Le désordre international imposé par Donald Trump
Le dernier signe de la dégradation du droit international est la conversion des États-Unis en un État paria à la lumière des critères que ce pays avait inventés pour désigner, comme des États parias, les États qui violent systématiquement l'ordre international et les droits de l'homme. Le deuxième mandat de Donald Trump a révélé au monde la tromperie que les premières victimes de la géopolitique américaine ont connue depuis longtemps : les États-Unis sont un pays né du génocide des peuples autochtones ; un pays violent qui, en 249 ans d'existence, est en guerre avec des pays étrangers depuis 222 ans ; un pays qui ne reconnaît pas les alliés ou les négociations entre égaux, seuls ses propres intérêts et vassaux pour les servir, imposant des conditions à eux par le chant.
Il n’est pas surprenant qu’aujourd’hui, le seul allié des États-Unis soit un autre État paria, israélien, une alliance qui vise à contrôler le Moyen-Orient et ses ressources naturelles et à bloquer l’accès de la Chine à l’Europe occidentale, après l’avoir bloqué via la Russie et la Biélorussie. Il s'agit d'une alliance radicale qui recourt aux moyens les plus violents de la tradition colonialiste et nazie-fasciste de l'Europe : la dégradation ontologique de tout un peuple à un statut sous-humain afin de «légitimiser» son génocide, en l'occurrence, le peuple palestinien. Ensemble, ce sont les deux pays les plus dangereux du monde, les plus grandes menaces à la paix et les plus ardis promoteurs de la contre-révolution.

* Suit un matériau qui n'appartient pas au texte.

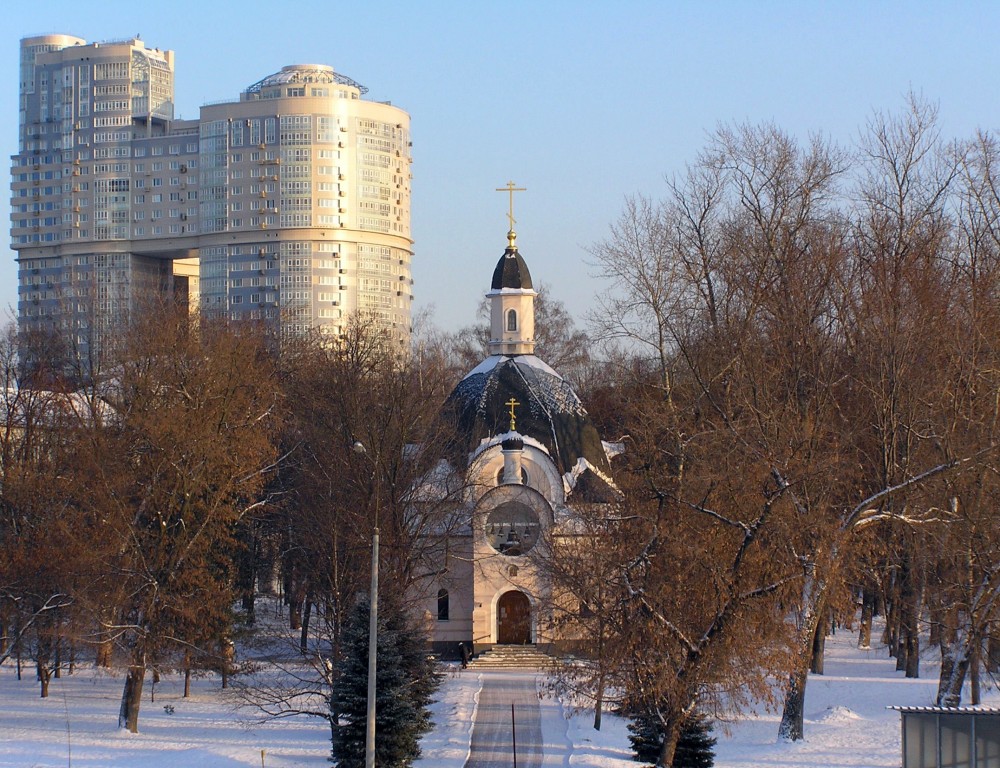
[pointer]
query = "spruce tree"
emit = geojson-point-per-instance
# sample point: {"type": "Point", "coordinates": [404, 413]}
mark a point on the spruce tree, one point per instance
{"type": "Point", "coordinates": [694, 746]}
{"type": "Point", "coordinates": [405, 682]}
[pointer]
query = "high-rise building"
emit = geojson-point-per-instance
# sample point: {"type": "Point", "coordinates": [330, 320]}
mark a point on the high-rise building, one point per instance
{"type": "Point", "coordinates": [289, 205]}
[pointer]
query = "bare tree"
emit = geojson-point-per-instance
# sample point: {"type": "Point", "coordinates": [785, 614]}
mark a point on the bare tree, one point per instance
{"type": "Point", "coordinates": [177, 455]}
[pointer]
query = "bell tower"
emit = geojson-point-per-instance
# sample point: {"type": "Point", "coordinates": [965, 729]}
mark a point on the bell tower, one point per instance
{"type": "Point", "coordinates": [512, 298]}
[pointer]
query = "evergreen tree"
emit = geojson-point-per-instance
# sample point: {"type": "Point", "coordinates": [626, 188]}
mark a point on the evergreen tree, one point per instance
{"type": "Point", "coordinates": [406, 679]}
{"type": "Point", "coordinates": [694, 747]}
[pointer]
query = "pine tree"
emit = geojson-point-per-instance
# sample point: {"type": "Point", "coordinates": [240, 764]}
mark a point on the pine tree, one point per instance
{"type": "Point", "coordinates": [405, 683]}
{"type": "Point", "coordinates": [694, 747]}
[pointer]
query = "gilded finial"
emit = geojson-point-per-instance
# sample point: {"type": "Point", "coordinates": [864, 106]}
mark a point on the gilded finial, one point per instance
{"type": "Point", "coordinates": [511, 189]}
{"type": "Point", "coordinates": [513, 404]}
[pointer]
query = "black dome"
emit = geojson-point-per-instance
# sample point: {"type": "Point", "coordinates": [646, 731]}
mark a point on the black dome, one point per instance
{"type": "Point", "coordinates": [550, 411]}
{"type": "Point", "coordinates": [511, 271]}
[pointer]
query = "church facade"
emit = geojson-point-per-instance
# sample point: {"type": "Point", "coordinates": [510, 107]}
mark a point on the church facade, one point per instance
{"type": "Point", "coordinates": [533, 461]}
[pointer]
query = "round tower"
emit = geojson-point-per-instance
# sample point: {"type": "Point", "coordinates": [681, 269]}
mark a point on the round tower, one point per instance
{"type": "Point", "coordinates": [512, 304]}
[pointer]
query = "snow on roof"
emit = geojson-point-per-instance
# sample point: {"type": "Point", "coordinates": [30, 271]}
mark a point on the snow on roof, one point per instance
{"type": "Point", "coordinates": [581, 466]}
{"type": "Point", "coordinates": [947, 710]}
{"type": "Point", "coordinates": [493, 361]}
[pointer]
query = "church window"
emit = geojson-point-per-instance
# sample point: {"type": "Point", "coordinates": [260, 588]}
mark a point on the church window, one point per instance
{"type": "Point", "coordinates": [511, 319]}
{"type": "Point", "coordinates": [524, 476]}
{"type": "Point", "coordinates": [512, 529]}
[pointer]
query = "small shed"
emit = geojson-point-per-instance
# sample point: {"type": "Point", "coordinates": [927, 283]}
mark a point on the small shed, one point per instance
{"type": "Point", "coordinates": [950, 737]}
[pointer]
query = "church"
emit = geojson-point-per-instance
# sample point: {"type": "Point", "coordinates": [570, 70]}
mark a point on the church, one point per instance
{"type": "Point", "coordinates": [533, 461]}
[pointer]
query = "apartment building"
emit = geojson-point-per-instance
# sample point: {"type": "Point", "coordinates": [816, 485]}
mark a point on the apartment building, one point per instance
{"type": "Point", "coordinates": [289, 204]}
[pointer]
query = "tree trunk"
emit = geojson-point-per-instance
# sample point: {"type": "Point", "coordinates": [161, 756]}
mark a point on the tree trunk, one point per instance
{"type": "Point", "coordinates": [304, 635]}
{"type": "Point", "coordinates": [954, 667]}
{"type": "Point", "coordinates": [599, 701]}
{"type": "Point", "coordinates": [792, 727]}
{"type": "Point", "coordinates": [867, 612]}
{"type": "Point", "coordinates": [909, 611]}
{"type": "Point", "coordinates": [818, 649]}
{"type": "Point", "coordinates": [104, 651]}
{"type": "Point", "coordinates": [993, 654]}
{"type": "Point", "coordinates": [128, 715]}
{"type": "Point", "coordinates": [44, 675]}
{"type": "Point", "coordinates": [670, 736]}
{"type": "Point", "coordinates": [974, 675]}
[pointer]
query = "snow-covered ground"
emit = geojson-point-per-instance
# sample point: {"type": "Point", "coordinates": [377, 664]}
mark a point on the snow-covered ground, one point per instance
{"type": "Point", "coordinates": [847, 724]}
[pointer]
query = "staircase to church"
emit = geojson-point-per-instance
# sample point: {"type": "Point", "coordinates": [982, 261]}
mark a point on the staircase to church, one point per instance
{"type": "Point", "coordinates": [511, 657]}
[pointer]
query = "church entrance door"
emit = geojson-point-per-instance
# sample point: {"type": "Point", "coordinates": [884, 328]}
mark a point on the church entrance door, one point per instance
{"type": "Point", "coordinates": [514, 619]}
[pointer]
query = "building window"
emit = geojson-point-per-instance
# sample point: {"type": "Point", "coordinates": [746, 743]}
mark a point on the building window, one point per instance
{"type": "Point", "coordinates": [511, 319]}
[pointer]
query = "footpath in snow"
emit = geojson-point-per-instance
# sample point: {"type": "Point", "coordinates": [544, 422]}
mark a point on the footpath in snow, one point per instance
{"type": "Point", "coordinates": [847, 723]}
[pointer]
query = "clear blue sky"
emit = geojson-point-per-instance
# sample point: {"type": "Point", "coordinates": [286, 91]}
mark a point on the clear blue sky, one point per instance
{"type": "Point", "coordinates": [581, 103]}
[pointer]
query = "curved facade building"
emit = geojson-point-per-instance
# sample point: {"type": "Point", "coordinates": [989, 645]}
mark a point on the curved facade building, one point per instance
{"type": "Point", "coordinates": [305, 204]}
{"type": "Point", "coordinates": [288, 205]}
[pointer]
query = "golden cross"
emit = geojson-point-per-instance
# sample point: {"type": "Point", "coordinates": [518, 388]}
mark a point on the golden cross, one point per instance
{"type": "Point", "coordinates": [511, 189]}
{"type": "Point", "coordinates": [512, 403]}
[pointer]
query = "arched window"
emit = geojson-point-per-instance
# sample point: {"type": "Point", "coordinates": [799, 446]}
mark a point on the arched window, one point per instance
{"type": "Point", "coordinates": [443, 605]}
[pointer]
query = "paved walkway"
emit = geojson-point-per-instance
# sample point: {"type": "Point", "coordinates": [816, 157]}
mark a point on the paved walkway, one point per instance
{"type": "Point", "coordinates": [492, 735]}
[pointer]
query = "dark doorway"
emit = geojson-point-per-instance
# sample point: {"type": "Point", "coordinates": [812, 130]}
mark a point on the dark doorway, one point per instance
{"type": "Point", "coordinates": [514, 619]}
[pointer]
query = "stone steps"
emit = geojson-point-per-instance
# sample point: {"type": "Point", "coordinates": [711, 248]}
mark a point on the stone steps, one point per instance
{"type": "Point", "coordinates": [511, 657]}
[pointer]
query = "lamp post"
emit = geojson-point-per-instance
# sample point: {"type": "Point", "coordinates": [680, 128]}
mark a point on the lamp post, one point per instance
{"type": "Point", "coordinates": [359, 447]}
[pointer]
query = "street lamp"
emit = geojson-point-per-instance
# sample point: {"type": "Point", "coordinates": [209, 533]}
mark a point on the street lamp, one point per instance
{"type": "Point", "coordinates": [359, 447]}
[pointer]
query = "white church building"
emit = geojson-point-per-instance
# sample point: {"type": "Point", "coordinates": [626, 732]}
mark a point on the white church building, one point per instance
{"type": "Point", "coordinates": [534, 462]}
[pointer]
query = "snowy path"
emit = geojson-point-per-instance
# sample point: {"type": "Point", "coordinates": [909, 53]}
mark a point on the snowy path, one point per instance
{"type": "Point", "coordinates": [492, 735]}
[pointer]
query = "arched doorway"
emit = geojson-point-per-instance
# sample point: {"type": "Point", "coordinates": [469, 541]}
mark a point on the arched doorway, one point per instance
{"type": "Point", "coordinates": [514, 619]}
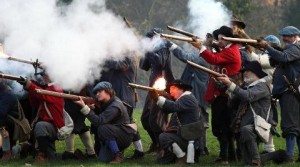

Enfin, la guerre tarifaire (taxes imposées par les États-Unis sur les produits importés de différents pays selon une logique qui semble plus politique que économique) représente le paroxysme du chantage unilatéral en imposant des droits de douane différents sur chaque pays. Il n’y a pas de logique économique et, en ce sens, c’est quelque chose de nouveau dans l'ordre libéral et néolibéral des deux cents dernières années. Mais d'autre part, sa logique politique n'est pas nouvelle dans l'histoire de l'impérialisme : diviser et gouverner.
Conclusion
Nous vivons dans les ruines du réformisme social, de la démocratie, de la fin du colonialisme historique et du droit international. L'histoire montre que les idées mortes ont leur propre élan qui leur permet de survivre en tant que fantômes pendant un certain temps. Pendant ce temps, la polarisation sociale augmente, les adversaires deviennent des ennemis, et les excuses pour la guerre et la contre-révolution se développent sous la forme de la montée mondiale de l'extrême droite et de la politique de la haine. Sous ce mouvement, c'est le retour de l'idée de révolution. Qu'est-ce que l'espoir signifie quand l'humanité somnambule vers la guerre et la révolution sans connaître la séquence entre eux ou l'avenir après eux ?
Ce sera le thème de la deuxième partie de cet essai.